Just over two weeks until the closing date gets here and I’ve heard nothing on the status of the mortgage and I’m quite worried. I think I’ve done everything right, I hope I’ve done everything right but I don’t know.
I have little confidence in myself.
Also: I haven’t really seen or talked to my best friend in the past four days despite him living with me. He’s developed a new sleep schedule that is the opposite of mine so when I’m up in the morning, he’s asleep. This weekend he invited me to go to a bon fire with one of his co workers, but I declined – things like that stress me out. I enjoy bon fires, I HATE being around a lot of people I don’t know. I try to avoid those types of social situations.
I miss the feeling of being happy. Like, being legitimately happy, and sometimes I think happiness is derived from the feeling of being wanted and I rarely get that feeling from anyone. I’m always worried, always wondering if I’ll be able to make my bills. I don’t know. I keep believing that getting into the house will change all this, but there is no way to be certain, is it a ‘the grass is greener’ sensation that I’m experiencing when thinking about living in the house as apposed to this tiny apartment?
I’ve finally am getting back into reading which is cool. I’m currently reading Robopocalypse by Daniel H. Wilson and I’m really enjoying it. I’m also simultaneously baking honey bread while doing this and I’m hoping that this loaf turns out better than the previous loaf, but who knows. Perhaps it’s the humidity but all my baking endeavors as of late have been complete flops – so I’m going to try not to fail with this one.

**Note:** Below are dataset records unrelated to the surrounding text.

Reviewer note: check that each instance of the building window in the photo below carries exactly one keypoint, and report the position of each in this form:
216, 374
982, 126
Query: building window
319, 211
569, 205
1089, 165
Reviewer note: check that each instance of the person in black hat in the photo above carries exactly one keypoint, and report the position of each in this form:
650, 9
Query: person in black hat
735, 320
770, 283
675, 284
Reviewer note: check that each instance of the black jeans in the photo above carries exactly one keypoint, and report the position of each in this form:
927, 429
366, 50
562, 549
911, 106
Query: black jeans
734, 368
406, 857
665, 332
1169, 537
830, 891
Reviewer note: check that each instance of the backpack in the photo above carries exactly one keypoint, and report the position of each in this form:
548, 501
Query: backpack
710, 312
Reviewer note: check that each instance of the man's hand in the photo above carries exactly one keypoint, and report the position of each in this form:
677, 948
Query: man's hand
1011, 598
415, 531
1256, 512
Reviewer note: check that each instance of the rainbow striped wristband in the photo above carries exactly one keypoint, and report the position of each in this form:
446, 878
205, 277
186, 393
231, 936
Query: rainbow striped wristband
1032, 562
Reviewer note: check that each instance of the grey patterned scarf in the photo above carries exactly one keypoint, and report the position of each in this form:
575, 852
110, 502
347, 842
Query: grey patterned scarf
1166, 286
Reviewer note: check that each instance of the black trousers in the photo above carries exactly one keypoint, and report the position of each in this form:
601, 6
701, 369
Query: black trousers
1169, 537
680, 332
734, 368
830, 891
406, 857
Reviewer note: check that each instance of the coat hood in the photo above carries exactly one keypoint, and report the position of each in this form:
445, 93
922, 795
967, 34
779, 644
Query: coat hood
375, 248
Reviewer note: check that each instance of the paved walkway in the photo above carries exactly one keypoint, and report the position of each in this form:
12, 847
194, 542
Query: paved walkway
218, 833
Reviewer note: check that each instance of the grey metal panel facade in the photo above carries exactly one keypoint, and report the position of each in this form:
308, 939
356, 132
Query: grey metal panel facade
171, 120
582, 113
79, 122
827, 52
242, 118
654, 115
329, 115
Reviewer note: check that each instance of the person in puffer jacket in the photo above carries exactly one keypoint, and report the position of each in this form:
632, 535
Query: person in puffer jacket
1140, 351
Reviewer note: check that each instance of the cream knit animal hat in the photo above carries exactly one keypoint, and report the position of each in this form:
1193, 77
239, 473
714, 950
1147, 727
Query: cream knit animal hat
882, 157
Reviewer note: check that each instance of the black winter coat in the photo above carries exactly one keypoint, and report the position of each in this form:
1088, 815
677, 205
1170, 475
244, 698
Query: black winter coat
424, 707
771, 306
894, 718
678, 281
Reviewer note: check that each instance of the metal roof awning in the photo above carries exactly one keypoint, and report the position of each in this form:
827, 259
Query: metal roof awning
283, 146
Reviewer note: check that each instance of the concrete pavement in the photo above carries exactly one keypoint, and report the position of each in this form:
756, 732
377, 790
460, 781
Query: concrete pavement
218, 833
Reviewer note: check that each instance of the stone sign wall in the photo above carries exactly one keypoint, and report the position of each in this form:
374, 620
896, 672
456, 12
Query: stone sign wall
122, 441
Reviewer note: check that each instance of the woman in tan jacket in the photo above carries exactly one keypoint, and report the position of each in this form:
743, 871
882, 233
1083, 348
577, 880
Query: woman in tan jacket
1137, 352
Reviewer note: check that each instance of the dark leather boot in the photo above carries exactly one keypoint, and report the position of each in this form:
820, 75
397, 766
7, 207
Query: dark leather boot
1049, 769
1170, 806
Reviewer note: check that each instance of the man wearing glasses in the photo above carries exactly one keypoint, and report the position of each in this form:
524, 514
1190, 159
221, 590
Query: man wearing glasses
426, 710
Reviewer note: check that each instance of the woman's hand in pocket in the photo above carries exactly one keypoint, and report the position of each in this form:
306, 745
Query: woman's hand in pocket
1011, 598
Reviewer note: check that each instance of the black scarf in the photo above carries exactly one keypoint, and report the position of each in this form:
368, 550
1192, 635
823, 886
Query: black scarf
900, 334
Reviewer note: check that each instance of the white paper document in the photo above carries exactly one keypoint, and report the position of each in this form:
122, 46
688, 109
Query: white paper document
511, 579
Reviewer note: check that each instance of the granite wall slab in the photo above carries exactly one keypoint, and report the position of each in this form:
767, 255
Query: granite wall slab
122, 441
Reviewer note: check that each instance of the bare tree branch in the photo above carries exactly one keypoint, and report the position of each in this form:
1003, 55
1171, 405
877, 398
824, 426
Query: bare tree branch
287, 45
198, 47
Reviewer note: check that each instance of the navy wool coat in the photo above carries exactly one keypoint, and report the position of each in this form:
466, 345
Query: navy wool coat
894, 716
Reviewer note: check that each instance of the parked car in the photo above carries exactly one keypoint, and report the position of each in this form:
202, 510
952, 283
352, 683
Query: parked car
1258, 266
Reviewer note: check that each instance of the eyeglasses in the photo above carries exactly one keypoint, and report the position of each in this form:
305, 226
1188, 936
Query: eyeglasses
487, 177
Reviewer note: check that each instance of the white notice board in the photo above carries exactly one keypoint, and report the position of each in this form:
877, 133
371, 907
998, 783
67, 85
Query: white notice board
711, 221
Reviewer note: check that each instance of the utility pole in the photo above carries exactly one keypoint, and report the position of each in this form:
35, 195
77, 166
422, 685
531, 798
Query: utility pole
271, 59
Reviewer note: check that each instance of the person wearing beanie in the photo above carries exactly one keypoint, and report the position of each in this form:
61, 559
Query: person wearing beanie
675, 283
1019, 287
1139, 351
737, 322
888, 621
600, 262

Of course it’s the weekend so both of the roommates are out, they’ll probably be returning while I’m in the process of doing something and will want me to go with them somewhere. I’m just not in the mood for it today, there is way too much on my mind and there is no distraction large enough to help ease the stress.
It’s either the house OR eviction, and things are coming down to the wire.
A home OR homelessness.
It’s an all or nothing situation and I wish I had some clarity in regards to the status of the situation.